When I drink even a single shot of coffee I get a 20 minute rush of euphoria and hyper focus, then I get sweaty and scattered, then comes the crushing anxiety and then I get a few hours of low-mood fatigue. For alcohol, the ‘feel good’ curve now seems to come after the ‘feel bad’ curve, so I just feel tired, sick and withdrawn before I get any of the fun stuff that alcohol promises.
In the winter here in the UK we don’t get many daylight hours, and those that we do get are often hidden behind thick grey clouds for weeks on end. I’m sensitive to this and experience what I assume is Seasonal Affective Disorder. My life is reliably most subjectively terrible around January and February, but if I fly south to somewhere sunny then my entire life outlook shifts within 24 hours.

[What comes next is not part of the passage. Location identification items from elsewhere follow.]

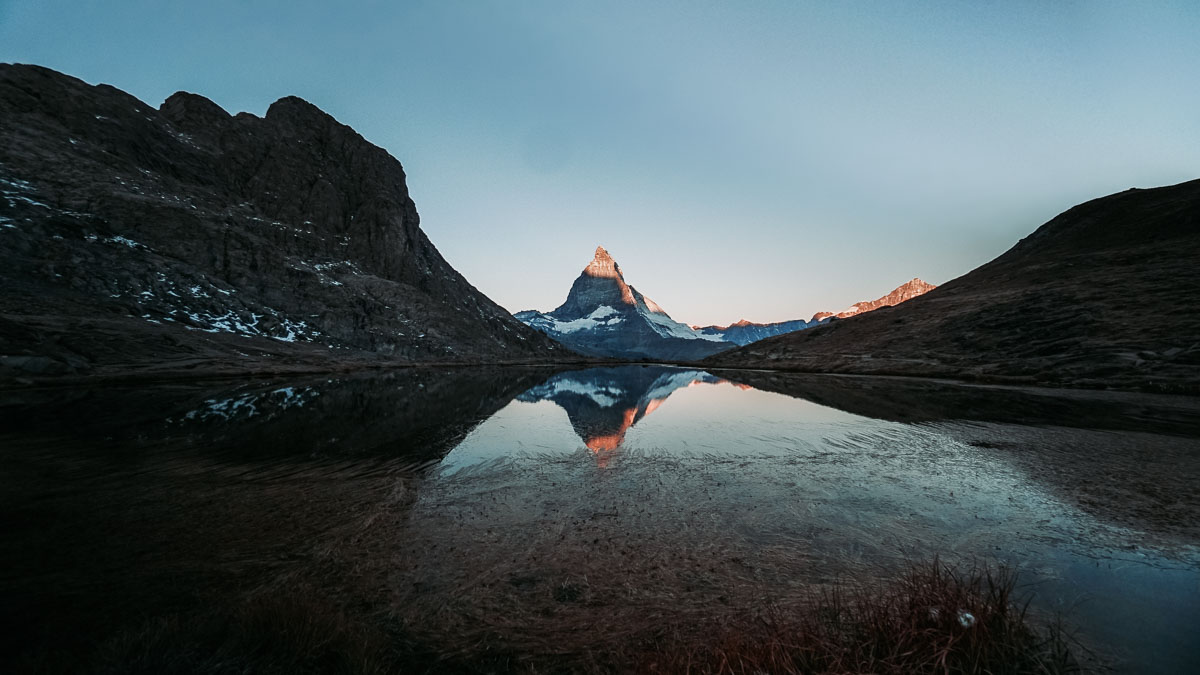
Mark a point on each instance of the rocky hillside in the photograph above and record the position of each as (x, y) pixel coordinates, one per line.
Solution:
(904, 292)
(744, 332)
(1102, 296)
(136, 239)
(604, 316)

And, finally, even when I eat a healthy diet, exercise regularly and sleep at sensible times, there seem to be random days when things are great and random days when they are not. I assume nutrition and sunlight are implicated here, but I’m still experimenting.

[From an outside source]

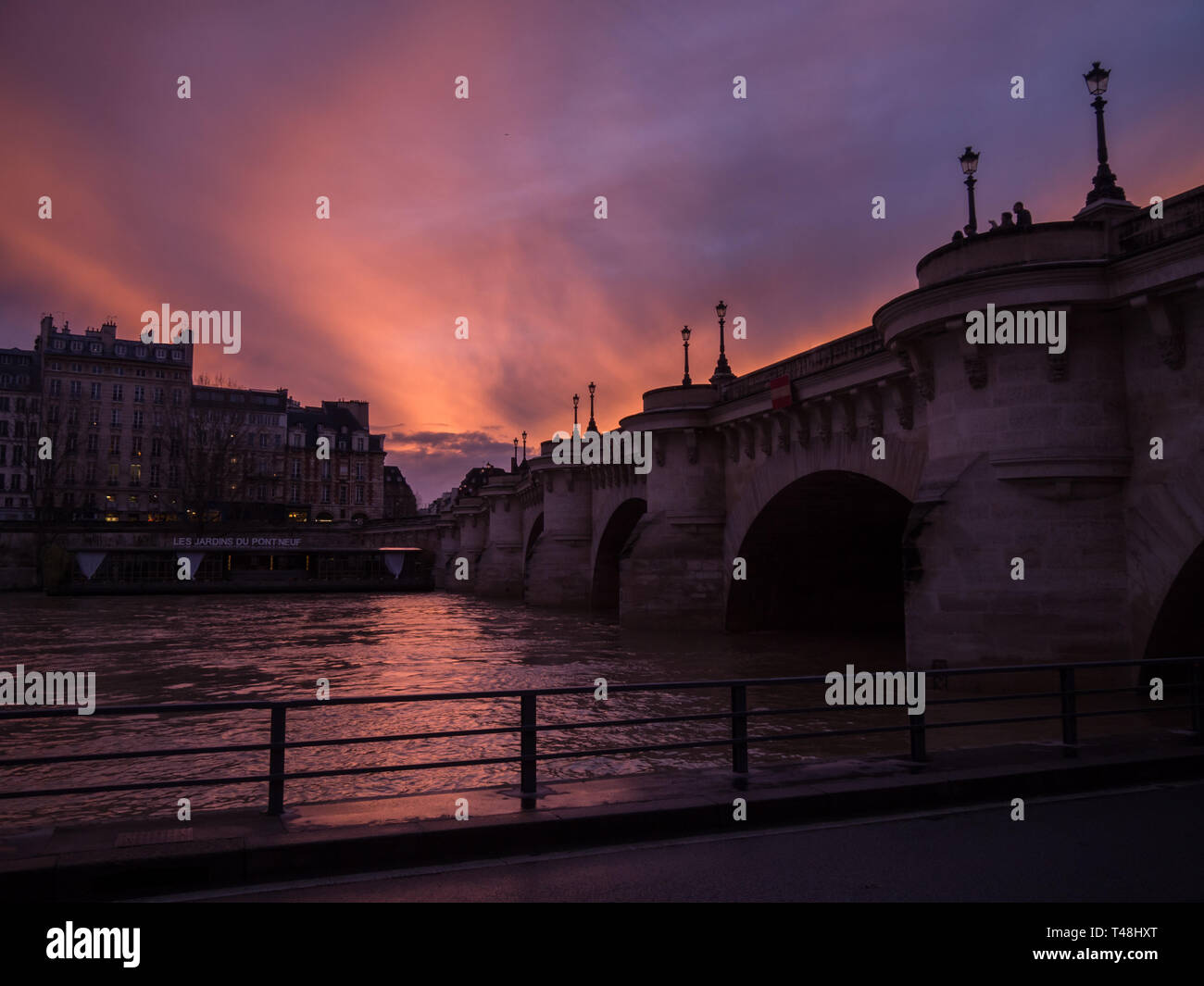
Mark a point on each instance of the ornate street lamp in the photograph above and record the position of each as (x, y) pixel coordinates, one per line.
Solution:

These sensitivities have actually increased with age, but I think they were always there and my youth just hid them somewhat. All this means is that I have developed a strong tendency to tinker with my environment, with what I put into and with what I do with my body.

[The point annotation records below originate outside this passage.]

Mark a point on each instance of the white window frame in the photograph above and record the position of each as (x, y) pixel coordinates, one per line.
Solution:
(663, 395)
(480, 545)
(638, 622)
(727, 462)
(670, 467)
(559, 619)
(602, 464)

Keto is annoying, restrictive and means I have to deny myself certain pleasures (like cake). But is it more annoying than seeing my life drift by in a distant, anxious, low-energy haze? No it is not.
I am extremely aware of my qualia and I know that my qualia are malleable. My belief is that the default qualia mode should be clear, happy, exploratory and energetic; if it’s not then there is some kind of dysfunction in the system. If that dysfunction can be resolved, say by eating a nutritious, non-harmful diet, by moving a lot, by being in the sun a lot, by sleeping consistently well, then those qualia will emerge.
I confess that having to do so much work to notice, decipher and resolve the dysfunction is frustrating, but it is what it is. I shall keep going. I want those good qualia.